Vercel publicly disclosed a security incident on April 20, 2026. Attackers gained unauthorized access to the company’s internal systems through a compromised third-party AI tool. The tool in question was Context.ai, which had been used by a Vercel employee.
The attackers exploited the situation by taking over the employee’s Google Workspace account. This allowed them to access various Vercel environments. They accessed non-sensitive environment variables, which could potentially expose API keys and database credentials.
Vercel has identified a limited number of affected customers and has contacted them to rotate their credentials. However, the incident may impact hundreds of users across different organizations due to the OAuth app associated with Context.ai.
In response to the breach, Vercel is collaborating with Mandiant and law enforcement agencies to investigate the matter further. The company stated that its services remained operational throughout the incident, minimizing disruption for users.

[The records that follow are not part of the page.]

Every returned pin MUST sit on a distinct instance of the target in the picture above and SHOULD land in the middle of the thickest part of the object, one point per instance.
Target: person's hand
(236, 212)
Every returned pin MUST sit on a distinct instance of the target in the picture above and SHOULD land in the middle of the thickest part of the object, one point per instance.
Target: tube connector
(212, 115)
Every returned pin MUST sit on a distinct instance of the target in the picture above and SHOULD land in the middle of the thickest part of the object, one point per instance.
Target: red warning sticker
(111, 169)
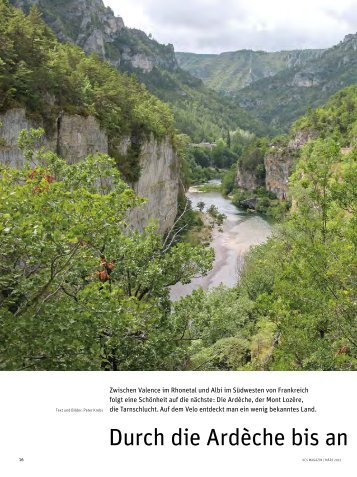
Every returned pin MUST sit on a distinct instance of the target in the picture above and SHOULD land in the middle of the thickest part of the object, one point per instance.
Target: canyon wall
(75, 137)
(279, 163)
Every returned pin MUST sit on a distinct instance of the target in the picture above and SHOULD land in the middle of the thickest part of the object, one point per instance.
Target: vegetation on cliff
(294, 308)
(47, 77)
(78, 289)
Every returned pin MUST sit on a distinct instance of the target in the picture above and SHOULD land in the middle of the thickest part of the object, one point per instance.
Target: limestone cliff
(279, 163)
(95, 28)
(247, 180)
(76, 136)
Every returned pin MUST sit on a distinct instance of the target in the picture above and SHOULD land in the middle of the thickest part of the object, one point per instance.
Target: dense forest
(81, 290)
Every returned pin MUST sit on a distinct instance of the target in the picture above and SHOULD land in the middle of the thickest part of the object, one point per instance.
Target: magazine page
(178, 237)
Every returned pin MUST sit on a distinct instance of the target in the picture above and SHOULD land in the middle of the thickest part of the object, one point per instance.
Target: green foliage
(229, 72)
(294, 307)
(78, 289)
(336, 120)
(48, 77)
(281, 99)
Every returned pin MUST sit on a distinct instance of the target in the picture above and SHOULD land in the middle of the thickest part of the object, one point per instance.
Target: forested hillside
(277, 87)
(295, 305)
(82, 288)
(230, 72)
(199, 111)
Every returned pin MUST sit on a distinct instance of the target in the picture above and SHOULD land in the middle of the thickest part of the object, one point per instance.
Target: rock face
(246, 180)
(96, 29)
(75, 137)
(280, 161)
(158, 183)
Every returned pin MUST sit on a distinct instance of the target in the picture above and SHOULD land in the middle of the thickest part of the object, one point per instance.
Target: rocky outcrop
(247, 179)
(279, 163)
(76, 136)
(95, 28)
(158, 183)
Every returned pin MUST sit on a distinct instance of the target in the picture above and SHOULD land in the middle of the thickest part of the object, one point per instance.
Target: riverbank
(239, 232)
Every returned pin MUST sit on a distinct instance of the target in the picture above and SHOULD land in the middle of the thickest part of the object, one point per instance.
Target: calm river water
(241, 231)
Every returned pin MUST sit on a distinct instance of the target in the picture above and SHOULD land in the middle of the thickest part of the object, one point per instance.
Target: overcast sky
(213, 26)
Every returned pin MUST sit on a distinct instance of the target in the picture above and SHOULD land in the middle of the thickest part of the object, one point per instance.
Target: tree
(78, 289)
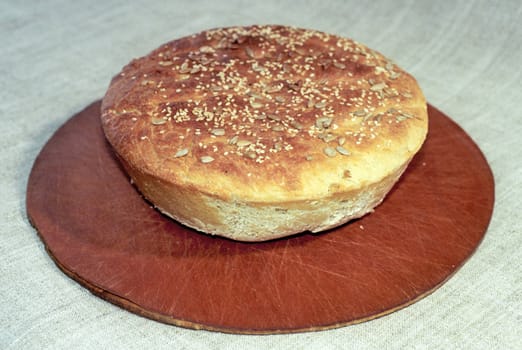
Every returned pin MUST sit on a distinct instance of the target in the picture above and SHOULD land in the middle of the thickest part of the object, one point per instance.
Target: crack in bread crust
(259, 117)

Guillermo Rauch, CEO of Vercel, remarked, “The attackers were able to gain further access through the enumeration of these non-sensitive variables.” Yet, Vercel indicated it has no evidence that sensitive data was accessed during this incident.

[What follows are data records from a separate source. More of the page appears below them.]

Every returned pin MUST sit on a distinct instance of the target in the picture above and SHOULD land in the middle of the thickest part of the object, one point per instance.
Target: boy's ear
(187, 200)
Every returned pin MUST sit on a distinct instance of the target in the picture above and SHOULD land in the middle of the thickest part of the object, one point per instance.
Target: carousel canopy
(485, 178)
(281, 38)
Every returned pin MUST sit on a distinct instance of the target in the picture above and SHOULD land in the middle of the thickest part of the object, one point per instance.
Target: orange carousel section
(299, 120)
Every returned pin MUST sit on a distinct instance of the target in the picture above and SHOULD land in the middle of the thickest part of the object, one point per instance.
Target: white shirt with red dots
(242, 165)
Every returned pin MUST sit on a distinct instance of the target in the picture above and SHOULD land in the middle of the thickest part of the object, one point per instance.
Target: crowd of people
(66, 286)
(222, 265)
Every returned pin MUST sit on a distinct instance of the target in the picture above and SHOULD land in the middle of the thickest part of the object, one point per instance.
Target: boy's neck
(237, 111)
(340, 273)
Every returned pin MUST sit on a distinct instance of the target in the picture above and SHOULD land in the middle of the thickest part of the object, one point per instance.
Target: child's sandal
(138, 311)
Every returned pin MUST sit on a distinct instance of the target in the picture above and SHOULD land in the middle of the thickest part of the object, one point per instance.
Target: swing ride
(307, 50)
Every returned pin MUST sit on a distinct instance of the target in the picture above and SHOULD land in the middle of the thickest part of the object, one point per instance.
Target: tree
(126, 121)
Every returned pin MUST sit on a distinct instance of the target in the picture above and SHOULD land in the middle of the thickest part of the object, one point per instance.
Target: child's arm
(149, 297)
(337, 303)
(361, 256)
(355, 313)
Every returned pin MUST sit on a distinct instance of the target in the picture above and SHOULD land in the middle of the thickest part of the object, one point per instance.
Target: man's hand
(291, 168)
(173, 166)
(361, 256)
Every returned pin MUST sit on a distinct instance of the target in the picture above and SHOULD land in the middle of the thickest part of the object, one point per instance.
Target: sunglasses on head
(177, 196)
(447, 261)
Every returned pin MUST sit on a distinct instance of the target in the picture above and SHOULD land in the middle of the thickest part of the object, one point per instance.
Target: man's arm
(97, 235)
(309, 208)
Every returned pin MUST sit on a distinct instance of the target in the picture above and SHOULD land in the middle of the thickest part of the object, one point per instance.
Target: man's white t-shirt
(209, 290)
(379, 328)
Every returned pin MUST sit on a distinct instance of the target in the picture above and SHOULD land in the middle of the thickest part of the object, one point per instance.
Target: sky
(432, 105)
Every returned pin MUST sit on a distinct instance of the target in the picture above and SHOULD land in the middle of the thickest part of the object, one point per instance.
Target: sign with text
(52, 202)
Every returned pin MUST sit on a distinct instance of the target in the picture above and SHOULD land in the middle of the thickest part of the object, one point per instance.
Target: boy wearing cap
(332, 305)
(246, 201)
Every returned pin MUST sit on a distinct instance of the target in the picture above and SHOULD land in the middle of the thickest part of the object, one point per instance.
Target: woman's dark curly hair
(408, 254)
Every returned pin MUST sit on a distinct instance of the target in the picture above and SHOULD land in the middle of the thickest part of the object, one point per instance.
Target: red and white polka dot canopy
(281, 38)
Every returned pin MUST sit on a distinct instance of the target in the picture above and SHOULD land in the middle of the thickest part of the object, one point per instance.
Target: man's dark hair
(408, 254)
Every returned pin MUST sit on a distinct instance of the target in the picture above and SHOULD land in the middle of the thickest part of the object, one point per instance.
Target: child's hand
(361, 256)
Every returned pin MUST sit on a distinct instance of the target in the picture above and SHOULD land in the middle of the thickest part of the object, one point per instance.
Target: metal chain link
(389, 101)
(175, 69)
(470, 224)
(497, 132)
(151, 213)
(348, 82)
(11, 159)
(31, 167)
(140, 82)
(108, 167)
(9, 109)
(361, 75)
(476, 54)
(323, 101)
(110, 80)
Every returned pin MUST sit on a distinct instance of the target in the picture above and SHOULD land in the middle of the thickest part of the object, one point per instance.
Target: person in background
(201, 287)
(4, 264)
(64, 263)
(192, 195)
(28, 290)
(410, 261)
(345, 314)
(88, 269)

A post on BreachForums claimed to be selling Vercel data for two million dollars. Details remain unconfirmed regarding the legitimacy of these claims. Vercel has published specific Indicators of Compromise (IoC) to help Google Workspace administrators check their environments for any relevant OAuth applications.
This incident comes at a time when Vercel is valued at $9.3 billion following its most recent funding round in September 2025. The company is known for being the primary steward of Next.js—a widely used web development framework that boasts six million weekly downloads.
As investigations continue, Vercel emphasizes its commitment to user security and transparency. The company aims to mitigate risks and prevent future incidents while maintaining trust with its user base.